Katie pulled her hands away and the boy disappeared.
Katie washed her hands and then ran cold water over her wrists until she felt less sick. She walked into the sunshine and tried to feel triumphant. Katie tried to convince herself that something good had happened, that she’d released him from torment, but her gut told her otherwise. She ran back inside and just made it to the sink before throwing up.
On her way home, Anna called, sounding excited. ‘I’m going to look at a flat. Can you meet me?’
Katie stopped walking and sat on a bench to wait for Anna. She was delighted to have a distraction, a reason not to think about the boy in the cricket pavilion or Violet or her nightmares or any of it. At least for a little while.
‘I’m sick of travelling from Bath every day,’ Anna said, when she arrived. ‘I want to walk into work. There’s a new development down from the old mill.’
‘By the river? I bet that’s expensive.’
‘Too much on my own, but it’s two bedrooms.’ Anna shrugged. ‘I was hoping you’d come and look at it with me. You know, if you want.’
‘I want,’ Katie said. She took the particulars from Anna and checked the rent. It was practically the same as her current place. ‘Why is it so cheap?’
Anna looked at her. ‘You think that’s cheap?’
‘Well, nothing around here is cheap, but you know—’
Anna shook her head. ‘I forget you’re rich.’
‘I’m not rich,’ Katie said.
‘Your family is, though. It makes a difference.
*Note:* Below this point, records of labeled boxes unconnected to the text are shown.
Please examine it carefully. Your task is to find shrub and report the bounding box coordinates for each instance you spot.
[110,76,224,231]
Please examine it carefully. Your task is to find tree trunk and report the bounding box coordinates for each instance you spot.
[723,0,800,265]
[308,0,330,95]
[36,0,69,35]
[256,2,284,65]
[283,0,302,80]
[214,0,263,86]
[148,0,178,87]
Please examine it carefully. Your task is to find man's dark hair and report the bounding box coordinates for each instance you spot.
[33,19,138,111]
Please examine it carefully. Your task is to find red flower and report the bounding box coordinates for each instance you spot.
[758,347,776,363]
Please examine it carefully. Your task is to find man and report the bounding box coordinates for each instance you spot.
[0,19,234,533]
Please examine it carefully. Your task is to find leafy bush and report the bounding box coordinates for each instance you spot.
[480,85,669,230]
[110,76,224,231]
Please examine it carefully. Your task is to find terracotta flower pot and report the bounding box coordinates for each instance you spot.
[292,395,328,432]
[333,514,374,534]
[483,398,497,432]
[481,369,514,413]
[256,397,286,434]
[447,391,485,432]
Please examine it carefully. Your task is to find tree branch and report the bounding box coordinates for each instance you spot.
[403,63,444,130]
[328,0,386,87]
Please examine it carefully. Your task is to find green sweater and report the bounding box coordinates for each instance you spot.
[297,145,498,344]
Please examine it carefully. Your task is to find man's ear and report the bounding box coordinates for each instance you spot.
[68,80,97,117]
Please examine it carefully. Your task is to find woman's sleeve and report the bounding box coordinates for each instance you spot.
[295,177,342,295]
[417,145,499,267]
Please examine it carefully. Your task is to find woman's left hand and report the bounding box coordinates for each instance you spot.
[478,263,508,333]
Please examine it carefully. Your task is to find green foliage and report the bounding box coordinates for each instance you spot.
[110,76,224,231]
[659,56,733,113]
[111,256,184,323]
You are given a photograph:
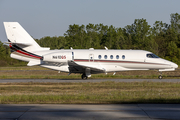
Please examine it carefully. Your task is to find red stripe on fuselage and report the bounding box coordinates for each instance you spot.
[74,59,166,65]
[16,50,41,59]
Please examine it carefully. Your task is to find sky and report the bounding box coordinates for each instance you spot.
[0,0,180,42]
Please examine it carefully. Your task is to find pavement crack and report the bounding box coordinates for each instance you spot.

You know you’ve got a safety cushion, whatever happens.’ Anna spoke without rancour, but it still stung.
‘I pay my own way.’
‘I’m not having a go,’ Anna said. ‘I’m jealous.’
‘But I don’t take money from my dad.’
‘I’m not saying that you do. Just that if it all goes tits up, you know he’ll bail you out. It’s security.’
‘That’s not—’
‘When your car needed a new clutch last month, who paid for it?’
‘That’s different. I need a car and there’s a service-agreement thingy with the garage—’
‘Which your dad bought. When he bought the car.’
Katie forced a smile. ‘You might have a point.’
‘Now, take me.’ Anna pointed to her chest. ‘I can’t afford a car not because I can’t buy one, but because I know I don’t have the income to fix it when it goes wrong or needs a service or whatever. I want to start a business but I don’t have the capital and no bank will lend me the money so I’m stuck working for Patrick Allen. For now, at least.’
There was an awkward pause. Then Katie said, ‘We could always rob a bank.’ She offered Anna the bottle of water.
‘It’s good to keep our options open,’ Anna said. ‘It’s a shame you can’t magic up some cash. That would be handy.’